Aujourd’hui le divorce ou les séparations sont monnaies courantes. Les crises de milieu de vie sont de plus en plus au gout du jour. On voit des couples de longues date se déchirer, se séparer, se critiquer, se détruire.

J’ai autour de moi de nombreux exemples et je suis toujours étonnée de voir que la plupart du temps les femmes rejettent la faute aux hommes pour ce qui leur arrive.

J’ai constaté aussi que dans de plus en plus de couples le rôle de l’homme évolue. Dans la génération antérieure, les hommes (je généralise bien sur) devaient travailler, et bien souvent en rentrant du travail il avait la charge de « sévir » les enfants. L’épouse se chargeait lorsqu’il arrivait de lui raconter brièvement sa journée et de rapporter le comportement de ses petits. Untel a fait ci, untel a fait ça, dans l’attente ou l’espoir que le père gronde, punisse, et que les enfants aient une certaine crainte de l’autorité paternelle. Dans ce rôle l’homme était « respecté » et sans doute se sentait-il « homme ».
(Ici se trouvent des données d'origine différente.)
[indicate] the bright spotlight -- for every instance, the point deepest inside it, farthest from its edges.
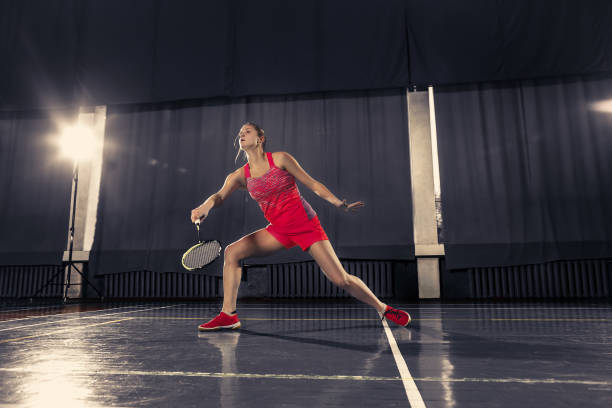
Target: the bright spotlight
(603, 106)
(77, 142)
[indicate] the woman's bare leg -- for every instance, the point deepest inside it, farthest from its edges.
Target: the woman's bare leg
(258, 243)
(325, 256)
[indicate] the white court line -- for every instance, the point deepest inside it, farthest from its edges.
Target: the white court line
(412, 392)
(83, 317)
(413, 307)
(98, 373)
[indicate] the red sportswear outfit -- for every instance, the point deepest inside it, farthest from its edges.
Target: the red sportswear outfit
(292, 219)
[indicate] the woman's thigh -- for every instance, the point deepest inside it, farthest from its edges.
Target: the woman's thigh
(258, 243)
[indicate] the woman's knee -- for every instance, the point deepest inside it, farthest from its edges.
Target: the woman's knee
(343, 281)
(232, 253)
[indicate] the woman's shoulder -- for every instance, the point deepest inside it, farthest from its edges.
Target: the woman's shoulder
(239, 175)
(280, 158)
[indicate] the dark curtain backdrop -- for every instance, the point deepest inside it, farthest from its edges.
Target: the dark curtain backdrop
(68, 52)
(161, 161)
(35, 186)
(525, 171)
(483, 40)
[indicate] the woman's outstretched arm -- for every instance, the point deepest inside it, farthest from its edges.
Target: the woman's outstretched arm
(289, 164)
(233, 182)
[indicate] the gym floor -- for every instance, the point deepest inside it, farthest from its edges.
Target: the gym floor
(307, 354)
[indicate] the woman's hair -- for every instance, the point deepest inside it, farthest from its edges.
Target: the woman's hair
(260, 133)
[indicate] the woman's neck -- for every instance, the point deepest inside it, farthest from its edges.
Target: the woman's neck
(257, 158)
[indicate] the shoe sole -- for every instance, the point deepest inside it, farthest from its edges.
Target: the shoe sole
(401, 325)
(230, 327)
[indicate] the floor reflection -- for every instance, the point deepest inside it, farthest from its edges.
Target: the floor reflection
(226, 343)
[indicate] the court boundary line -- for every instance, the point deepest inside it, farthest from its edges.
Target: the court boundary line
(313, 376)
(412, 392)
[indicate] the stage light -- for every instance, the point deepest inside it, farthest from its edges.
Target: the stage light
(77, 142)
(603, 106)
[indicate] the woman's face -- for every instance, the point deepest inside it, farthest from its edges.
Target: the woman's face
(248, 137)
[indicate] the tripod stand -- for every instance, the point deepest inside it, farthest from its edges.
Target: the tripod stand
(67, 267)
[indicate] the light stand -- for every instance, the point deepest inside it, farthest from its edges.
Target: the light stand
(70, 265)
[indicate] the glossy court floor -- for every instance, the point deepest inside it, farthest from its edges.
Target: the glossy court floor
(296, 354)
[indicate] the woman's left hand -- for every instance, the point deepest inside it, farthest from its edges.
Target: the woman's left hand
(353, 206)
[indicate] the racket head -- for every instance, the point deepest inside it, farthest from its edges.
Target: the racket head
(201, 254)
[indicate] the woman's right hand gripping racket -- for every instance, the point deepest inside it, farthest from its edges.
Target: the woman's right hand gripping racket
(201, 254)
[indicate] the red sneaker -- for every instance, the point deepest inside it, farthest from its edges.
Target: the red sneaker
(222, 321)
(397, 316)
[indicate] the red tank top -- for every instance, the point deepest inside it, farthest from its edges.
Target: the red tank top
(278, 196)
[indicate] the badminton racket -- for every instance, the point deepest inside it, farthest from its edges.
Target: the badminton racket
(201, 254)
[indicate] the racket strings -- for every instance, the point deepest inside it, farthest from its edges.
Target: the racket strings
(202, 254)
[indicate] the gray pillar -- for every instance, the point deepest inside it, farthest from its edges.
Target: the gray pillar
(87, 199)
(425, 191)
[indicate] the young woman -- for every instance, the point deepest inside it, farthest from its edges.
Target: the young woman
(270, 180)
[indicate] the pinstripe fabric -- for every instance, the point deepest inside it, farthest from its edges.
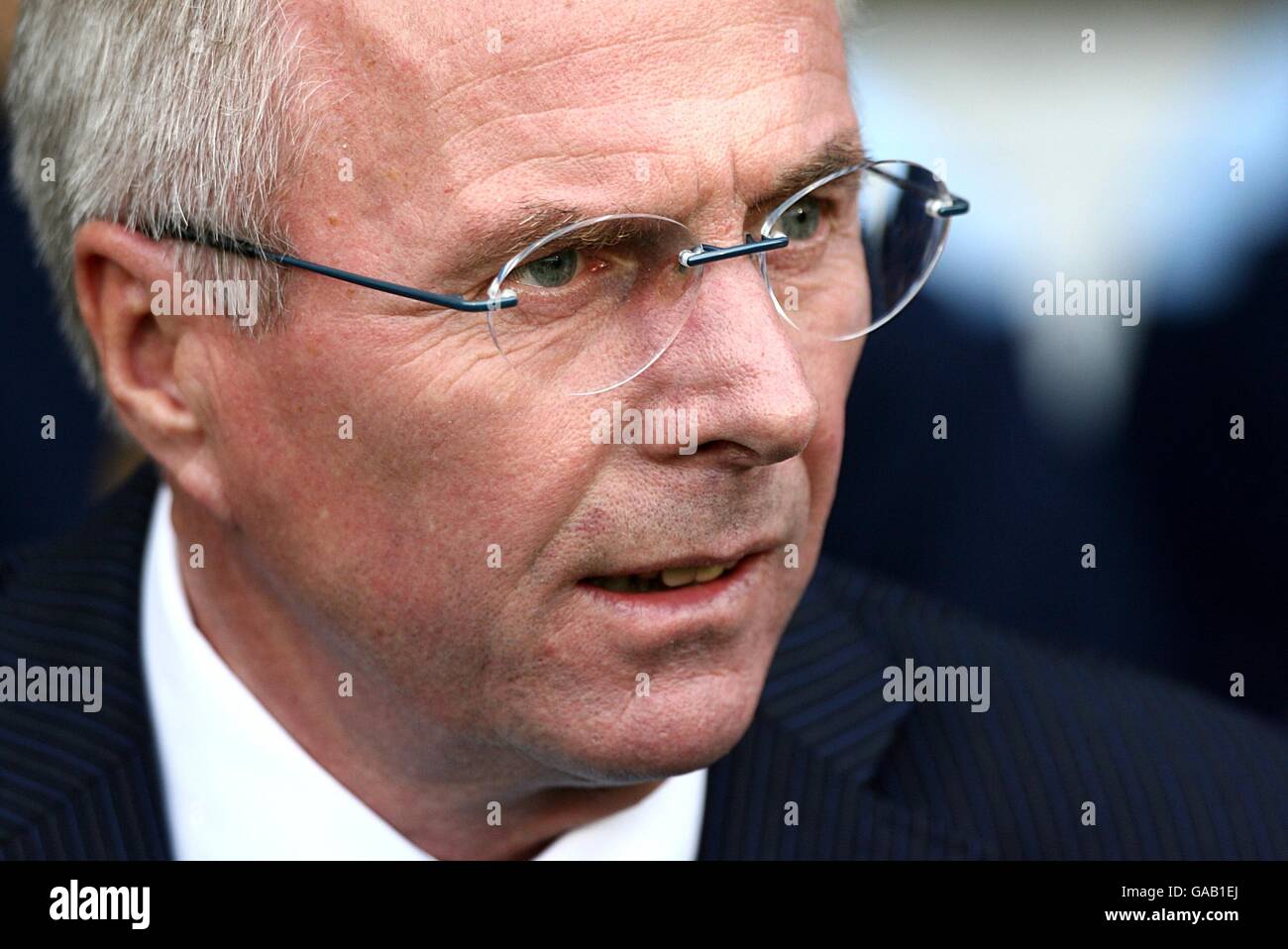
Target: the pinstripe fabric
(75, 785)
(1172, 774)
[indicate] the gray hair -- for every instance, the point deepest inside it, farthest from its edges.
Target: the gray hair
(154, 114)
(161, 114)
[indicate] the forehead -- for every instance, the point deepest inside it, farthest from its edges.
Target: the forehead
(469, 103)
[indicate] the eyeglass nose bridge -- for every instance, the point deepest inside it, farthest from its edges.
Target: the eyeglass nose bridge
(709, 253)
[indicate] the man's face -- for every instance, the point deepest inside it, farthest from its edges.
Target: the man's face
(450, 115)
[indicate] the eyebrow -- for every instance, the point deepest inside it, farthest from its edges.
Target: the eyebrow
(500, 239)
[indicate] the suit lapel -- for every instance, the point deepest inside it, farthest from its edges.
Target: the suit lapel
(814, 744)
(78, 785)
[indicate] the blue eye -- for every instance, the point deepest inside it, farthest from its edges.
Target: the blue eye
(802, 220)
(549, 271)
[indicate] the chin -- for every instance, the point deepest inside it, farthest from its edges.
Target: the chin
(674, 730)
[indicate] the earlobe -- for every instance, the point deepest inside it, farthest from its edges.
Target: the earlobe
(117, 275)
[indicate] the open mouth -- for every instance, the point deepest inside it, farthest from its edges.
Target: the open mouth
(658, 580)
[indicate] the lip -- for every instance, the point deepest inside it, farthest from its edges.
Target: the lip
(694, 599)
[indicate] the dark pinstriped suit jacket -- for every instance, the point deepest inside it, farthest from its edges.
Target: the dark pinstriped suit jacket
(1172, 774)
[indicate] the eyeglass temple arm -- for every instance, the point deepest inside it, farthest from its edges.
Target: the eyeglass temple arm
(253, 250)
(949, 209)
(708, 253)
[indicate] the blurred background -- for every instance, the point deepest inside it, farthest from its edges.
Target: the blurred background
(1162, 158)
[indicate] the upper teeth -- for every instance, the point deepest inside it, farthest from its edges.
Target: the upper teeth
(670, 577)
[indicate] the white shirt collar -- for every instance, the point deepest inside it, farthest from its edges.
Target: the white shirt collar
(239, 786)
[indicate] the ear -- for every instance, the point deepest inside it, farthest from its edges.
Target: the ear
(120, 275)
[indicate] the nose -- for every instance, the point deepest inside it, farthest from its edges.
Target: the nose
(735, 368)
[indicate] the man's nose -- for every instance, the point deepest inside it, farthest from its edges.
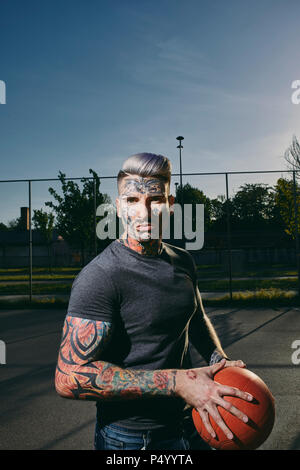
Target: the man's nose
(145, 210)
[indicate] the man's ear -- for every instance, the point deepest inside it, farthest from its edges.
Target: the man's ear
(118, 207)
(171, 200)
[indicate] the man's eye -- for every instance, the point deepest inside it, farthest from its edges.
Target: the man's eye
(157, 199)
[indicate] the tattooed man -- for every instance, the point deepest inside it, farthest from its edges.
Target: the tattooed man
(131, 313)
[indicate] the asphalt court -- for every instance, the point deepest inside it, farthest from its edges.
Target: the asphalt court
(33, 416)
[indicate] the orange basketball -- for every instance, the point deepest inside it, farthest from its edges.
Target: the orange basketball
(260, 412)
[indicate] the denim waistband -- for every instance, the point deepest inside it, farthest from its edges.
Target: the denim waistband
(163, 432)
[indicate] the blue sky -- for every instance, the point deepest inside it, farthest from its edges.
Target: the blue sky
(92, 82)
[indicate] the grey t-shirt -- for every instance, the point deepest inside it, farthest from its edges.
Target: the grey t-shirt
(149, 300)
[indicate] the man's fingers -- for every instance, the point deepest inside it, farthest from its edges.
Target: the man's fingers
(232, 409)
(238, 363)
(213, 411)
(218, 366)
(204, 416)
(234, 392)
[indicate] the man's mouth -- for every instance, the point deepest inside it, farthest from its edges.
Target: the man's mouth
(142, 227)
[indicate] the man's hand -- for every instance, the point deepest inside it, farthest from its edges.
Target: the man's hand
(198, 389)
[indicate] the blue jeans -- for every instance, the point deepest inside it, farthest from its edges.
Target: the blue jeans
(114, 437)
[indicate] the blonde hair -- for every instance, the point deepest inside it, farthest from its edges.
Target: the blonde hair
(146, 164)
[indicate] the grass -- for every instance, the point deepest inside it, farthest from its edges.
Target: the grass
(268, 298)
(23, 289)
(259, 298)
(204, 286)
(39, 277)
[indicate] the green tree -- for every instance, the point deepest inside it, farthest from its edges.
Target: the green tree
(191, 195)
(74, 211)
(285, 201)
(292, 155)
(3, 227)
(252, 206)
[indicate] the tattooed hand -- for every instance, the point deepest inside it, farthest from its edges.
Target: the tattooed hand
(198, 389)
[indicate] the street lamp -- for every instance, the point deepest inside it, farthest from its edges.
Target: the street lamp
(180, 138)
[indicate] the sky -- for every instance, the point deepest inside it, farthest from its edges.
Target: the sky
(90, 82)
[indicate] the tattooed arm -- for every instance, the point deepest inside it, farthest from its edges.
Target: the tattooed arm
(80, 374)
(203, 335)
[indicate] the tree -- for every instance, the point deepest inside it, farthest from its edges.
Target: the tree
(292, 155)
(252, 205)
(3, 227)
(44, 222)
(14, 224)
(75, 211)
(284, 196)
(191, 195)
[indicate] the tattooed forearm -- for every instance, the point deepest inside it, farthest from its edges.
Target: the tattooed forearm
(80, 375)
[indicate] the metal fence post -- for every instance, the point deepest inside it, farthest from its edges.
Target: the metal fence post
(228, 238)
(30, 242)
(296, 228)
(95, 221)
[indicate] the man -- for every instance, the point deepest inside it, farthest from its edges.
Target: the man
(132, 310)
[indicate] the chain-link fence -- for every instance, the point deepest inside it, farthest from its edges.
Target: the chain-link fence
(251, 231)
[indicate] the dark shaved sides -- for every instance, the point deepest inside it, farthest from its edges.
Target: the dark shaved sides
(146, 165)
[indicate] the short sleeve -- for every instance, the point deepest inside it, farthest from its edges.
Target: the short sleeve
(93, 295)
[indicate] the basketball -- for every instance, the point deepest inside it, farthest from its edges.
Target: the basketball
(260, 412)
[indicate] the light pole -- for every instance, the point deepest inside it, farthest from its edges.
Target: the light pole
(180, 139)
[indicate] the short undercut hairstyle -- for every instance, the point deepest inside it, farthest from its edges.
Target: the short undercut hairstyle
(145, 165)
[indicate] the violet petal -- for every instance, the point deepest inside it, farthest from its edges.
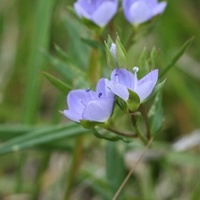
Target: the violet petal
(119, 89)
(105, 13)
(98, 110)
(124, 77)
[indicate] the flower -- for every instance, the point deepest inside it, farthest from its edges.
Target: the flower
(122, 80)
(98, 11)
(113, 50)
(139, 11)
(89, 105)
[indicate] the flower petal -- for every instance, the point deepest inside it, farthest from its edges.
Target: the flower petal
(73, 115)
(147, 84)
(102, 90)
(105, 12)
(78, 99)
(159, 8)
(124, 77)
(98, 110)
(81, 12)
(119, 89)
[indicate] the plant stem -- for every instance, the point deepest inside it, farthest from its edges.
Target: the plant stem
(132, 169)
(130, 135)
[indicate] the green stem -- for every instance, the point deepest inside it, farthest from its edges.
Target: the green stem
(130, 135)
(74, 166)
(141, 136)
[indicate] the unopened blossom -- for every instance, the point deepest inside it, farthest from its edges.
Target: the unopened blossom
(98, 11)
(90, 105)
(140, 11)
(122, 80)
(113, 50)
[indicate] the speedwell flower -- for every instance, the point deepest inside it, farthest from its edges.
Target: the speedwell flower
(98, 11)
(90, 105)
(122, 80)
(139, 11)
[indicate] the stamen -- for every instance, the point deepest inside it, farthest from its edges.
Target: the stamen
(100, 94)
(135, 70)
(88, 89)
(81, 101)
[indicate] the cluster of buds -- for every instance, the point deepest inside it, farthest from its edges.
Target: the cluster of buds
(97, 106)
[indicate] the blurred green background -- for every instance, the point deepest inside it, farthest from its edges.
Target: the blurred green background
(43, 156)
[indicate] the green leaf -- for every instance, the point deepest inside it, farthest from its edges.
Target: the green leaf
(110, 59)
(158, 88)
(9, 131)
(106, 136)
(115, 169)
(134, 101)
(143, 63)
(42, 136)
(64, 88)
(93, 43)
(177, 56)
(155, 115)
(90, 124)
(121, 53)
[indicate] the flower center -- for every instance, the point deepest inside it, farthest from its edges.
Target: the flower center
(88, 89)
(100, 94)
(81, 101)
(135, 71)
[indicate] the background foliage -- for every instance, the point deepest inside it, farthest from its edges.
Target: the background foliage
(43, 156)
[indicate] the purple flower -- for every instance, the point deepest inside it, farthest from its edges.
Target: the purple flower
(113, 51)
(98, 11)
(89, 105)
(139, 11)
(122, 80)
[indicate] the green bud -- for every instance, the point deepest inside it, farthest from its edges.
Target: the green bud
(134, 101)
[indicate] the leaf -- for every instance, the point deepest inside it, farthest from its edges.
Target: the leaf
(177, 56)
(115, 169)
(158, 87)
(42, 136)
(110, 59)
(64, 88)
(121, 53)
(93, 43)
(90, 124)
(133, 101)
(155, 115)
(143, 63)
(107, 136)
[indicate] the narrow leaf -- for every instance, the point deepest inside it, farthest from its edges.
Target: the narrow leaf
(64, 88)
(42, 136)
(177, 56)
(155, 115)
(133, 101)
Peu à peu au fil du temps, les femmes ont été moins des femmes au foyer. La vie active et la révolution féministe ont changé les choses.

Les femmes devenaient plus indépendantes, plus libres. Les hommes plus vulnérables, peut-être fragilisés par les nouveaux discours de la gente féminine.

 

Les femmes ont demandé aux hommes de montrer leur sensibilité, leur côté « féminin », de s’occuper de la maison avec elle, de partager plus de temps avec les enfants, de participer aux travaux ménager etc. Les hommes ont essayé de « suivre » le courant nouveau. Certains s’y sont trouvé bien, d’autres pas. Les femmes devenant de plus en plus indépendantes, de plus en plus « masculinisée » dans le sens ou elles extériorisaient leur côté masculin, ont commencé à prendre plus d’assurance. Les hommes moins.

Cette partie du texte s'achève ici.